7  Advanced Data Visualization

7.1 Introduction

Building on the visualization techniques covered in Chapter 6, this chapter explores advanced data visualization methods that can help you communicate complex ecological data more effectively. We’ll focus on creating publication-quality graphics, interactive visualizations, and specialized plots for ecological data.

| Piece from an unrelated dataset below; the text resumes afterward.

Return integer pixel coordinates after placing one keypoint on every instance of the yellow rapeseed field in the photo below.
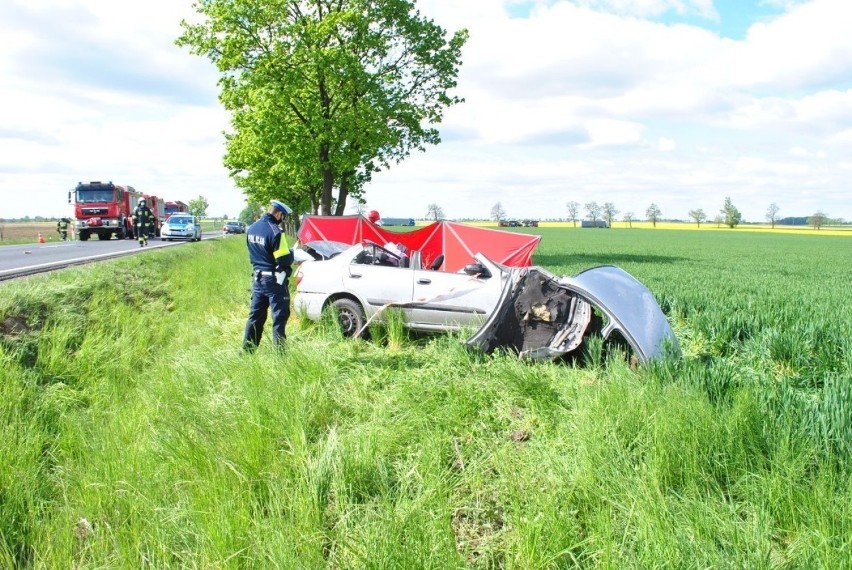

7.2 Creating Publication-Quality Graphics

7.2.1 Customizing ggplot2 Themes

The ggplot2 package allows extensive customization of plot appearance:

Code
# Load necessary packages
library(ggplot2)
library(dplyr)

# Create a basic scatter plot
base_plot <- ggplot(iris, aes(x = Sepal.Length, y = Petal.Length, color = Species)) +
  geom_point(size = 3, alpha = 0.8) +
  labs(
    title = "Relationship Between Sepal and Petal Length",
    subtitle = "Comparison across three Iris species",
    x = "Sepal Length (cm)",
    y = "Petal Length (cm)",
    caption = "Data source: Anderson's Iris dataset"
  )

# Create a custom theme
custom_theme <- theme_minimal() +
  theme(
    # Text elements
    plot.title = element_text(face = "bold", size = 16),
    plot.subtitle = element_text(size = 12, color = "gray40"),
    axis.title = element_text(face = "bold"),

    # Legend position
    legend.position = "bottom",

    # Grid lines and panel
    panel.grid.minor = element_blank(),
    panel.border = element_rect(color = "gray80", fill = NA, size = 0.5)
  )

# Apply the custom theme
base_plot + custom_theme

Code Explanation

This code demonstrates advanced visualization customization:

  1. Base Plot Creation:
    • Uses ggplot() for the foundation
    • Maps variables to aesthetics
    • Adds points with transparency
    • Includes comprehensive labels
  2. Theme Customization:
    • Creates a custom theme object
    • Modifies text elements
    • Adjusts legend position
    • Customizes grid and panel appearance
  3. Visual Elements:
    • Point size and transparency
    • Color coding by species
    • Axis labels and titles
    • Caption with data source
Results Interpretation

The visualization reveals several key insights:

  1. Species Differentiation:
    • Clear clustering of species
    • Distinct morphological patterns
    • Overlap between some species
  2. Morphological Relationships:
    • Positive correlation between sepal and petal length
    • Different scaling relationships by species
    • Species-specific size ranges
  3. Visual Effectiveness:
    • Clear species separation
    • Readable labels and legend
    • Professional appearance
PROFESSIONAL TIP: Advanced Visualization Techniques

When creating publication-quality visualizations:

  1. Theme Design:
    • Create consistent themes
    • Use appropriate font sizes
    • Balance white space
    • Consider journal requirements
  2. Aesthetic Choices:
    • Select meaningful colors
    • Use appropriate point sizes
    • Consider transparency
    • Balance visual elements
  3. Labeling Strategy:
    • Include clear titles
    • Use informative subtitles
    • Provide data sources
    • Consider audience needs

In ecological research, you might create different custom themes for field guides, scientific publications, presentations, interactive dashboards, or reports for non-scientific audiences, each with design elements optimized for their specific purpose and audience.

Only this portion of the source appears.